Global Yields Reach 15-Year Highs

Global government bond yields continued to rise this summer, with 30-year U.S. bonds reaching their highest level since 2011 and other benchmark indices returning to 2008. Resilient economic data has challenged the notion that the end of rate hikes might not be near.

Treasury bonds led the global debt sell-off, as the U.S. economy defied expectations that more than five hundred basis points of interest rate hikes by the Federal Reserve would lead to a recession. The minutes from the recent FOMC meeting were not reassuring, with members still concerned that inflation would not retreat, necessitating further rate hikes.

Japan, the world’s lowest interest rate in the developed world, saw low investor interest in selling 20-year notes last week. The 10-year U.S. rate approached 4.31%, just a few basis points from its 2022 peak. The 30-year rate crossed 4.42%, slightly surpassing last year’s high. The 10-year U.K. yield jumped to a 15-year high, while its German counterpart approached its highest level since 2011.

For the majority of investors, this is a complete turnaround. A naive optimism prevailed, suggesting that rate hikes were about to end. The Bloomberg Global Aggregate benchmark jumped over 3% in January for its best-ever one-year opening month. The gauge was now negative as of Monday.
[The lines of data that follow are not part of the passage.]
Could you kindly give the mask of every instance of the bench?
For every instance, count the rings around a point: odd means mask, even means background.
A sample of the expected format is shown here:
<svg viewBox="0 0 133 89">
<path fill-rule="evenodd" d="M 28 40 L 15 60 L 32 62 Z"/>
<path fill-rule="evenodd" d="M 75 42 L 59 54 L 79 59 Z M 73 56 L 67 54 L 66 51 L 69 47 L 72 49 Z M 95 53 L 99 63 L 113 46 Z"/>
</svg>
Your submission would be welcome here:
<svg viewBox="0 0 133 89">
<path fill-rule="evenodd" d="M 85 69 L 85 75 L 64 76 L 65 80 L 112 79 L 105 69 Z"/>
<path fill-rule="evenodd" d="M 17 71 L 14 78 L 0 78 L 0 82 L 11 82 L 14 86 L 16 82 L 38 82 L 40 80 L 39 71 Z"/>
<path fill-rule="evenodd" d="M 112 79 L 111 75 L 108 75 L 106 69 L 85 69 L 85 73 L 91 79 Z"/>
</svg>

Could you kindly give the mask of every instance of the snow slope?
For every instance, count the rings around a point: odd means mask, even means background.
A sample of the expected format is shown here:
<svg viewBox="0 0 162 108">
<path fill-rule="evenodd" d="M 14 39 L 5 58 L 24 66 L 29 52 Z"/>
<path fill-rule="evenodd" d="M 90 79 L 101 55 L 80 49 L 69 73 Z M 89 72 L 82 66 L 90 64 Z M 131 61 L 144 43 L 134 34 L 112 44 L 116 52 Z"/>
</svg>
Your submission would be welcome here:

Higher yields in the U.S. continue to attract buyers. Investors have poured $127 billion this year into funds that invest in Treasury bonds, on track for a record year. Emerging markets continue struggling to attract capital in a geopolitical environment complicated by a never-ending war in Ukraine and tensions over Taiwan.
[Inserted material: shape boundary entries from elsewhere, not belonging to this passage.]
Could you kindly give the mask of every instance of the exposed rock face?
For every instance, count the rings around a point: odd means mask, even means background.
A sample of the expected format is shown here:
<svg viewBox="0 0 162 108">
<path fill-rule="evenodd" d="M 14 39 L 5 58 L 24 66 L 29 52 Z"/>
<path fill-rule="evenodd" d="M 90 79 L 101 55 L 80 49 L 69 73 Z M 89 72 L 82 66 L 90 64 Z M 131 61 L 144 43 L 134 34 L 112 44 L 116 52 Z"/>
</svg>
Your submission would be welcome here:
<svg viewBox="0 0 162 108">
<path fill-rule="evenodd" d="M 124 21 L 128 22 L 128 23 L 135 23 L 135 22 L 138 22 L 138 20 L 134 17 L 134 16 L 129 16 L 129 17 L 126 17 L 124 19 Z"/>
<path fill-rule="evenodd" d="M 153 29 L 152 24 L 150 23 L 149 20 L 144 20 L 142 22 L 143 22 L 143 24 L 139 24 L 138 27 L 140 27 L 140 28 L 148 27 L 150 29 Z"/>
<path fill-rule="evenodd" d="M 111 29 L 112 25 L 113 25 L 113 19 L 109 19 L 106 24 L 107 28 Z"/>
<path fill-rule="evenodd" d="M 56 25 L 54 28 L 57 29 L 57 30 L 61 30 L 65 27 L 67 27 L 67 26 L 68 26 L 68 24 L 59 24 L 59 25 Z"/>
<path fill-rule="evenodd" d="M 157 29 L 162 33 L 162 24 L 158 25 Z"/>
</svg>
While the FED’s quarterly projections last updated in June showed most monetary officials favoured two more hikes in 2023, Chairman Jerome Powell emphasised after the July decision that the Fed would take things meeting by meeting. 
Still, some public remarks from FOMC officials suggest that the strong consensus underpinning the aggressive tightening campaign of the last year and a half might begin to wane. Some, like Philadelphia Fed President Patrick Harker, have indicated that the central bank might not need to continue raising interest rates. Others, including Fed Governor Michelle Bowman, have taken the opposite view.